The naive question: if a drug that mimics one gut hormone already helps people lose weight, why build one that mimics two or three? Because the body doesn't regulate metabolism with a single switch — it uses a panel of them, and pushing several at once turns out to work better than pushing one hard.
Think of it like adjusting a room's comfort with one dial versus three. GLP-1 alone is the temperature dial. Add GIP and you're also controlling humidity; add glucagon and you're managing airflow. Each hormone receptor is a separate control, and the 2022 filings are full of single molecules wired to turn several at once.
Hanmi Pharmaceutical's grant US11332508B2 is a clean example: a triple glucagon/GLP-1/GIP receptor agonist — one peptide, three targets. The design isn't subtle; it is right there in the title.

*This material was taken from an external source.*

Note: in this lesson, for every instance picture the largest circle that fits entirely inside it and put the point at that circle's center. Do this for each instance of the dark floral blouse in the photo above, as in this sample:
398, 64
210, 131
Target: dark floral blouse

Others took the two-button approach. Zealand Pharma's US11395847B2 covers acylated GLP-1/GLP-2 dual agonists, pairing GLP-1 with a different partner hormone. And publication US20220098265A1 describes glucagon/GLP-1 agonists specifically for treating obesity.
Why does the combination help? In plain terms, the receptors don't just add up — they complement each other. GLP-1 curbs appetite and helps insulin; GIP and glucagon tune energy use and how the body handles sugar and fat. Engineered together, a single molecule can do what used to take a combination of drugs.
So when you read about a powerful new weight or diabetes drug, the short version is that it is probably not mimicking one hormone — it is a multi-receptor agonist, and the 2022 patent record is where that whole generation was being staked out.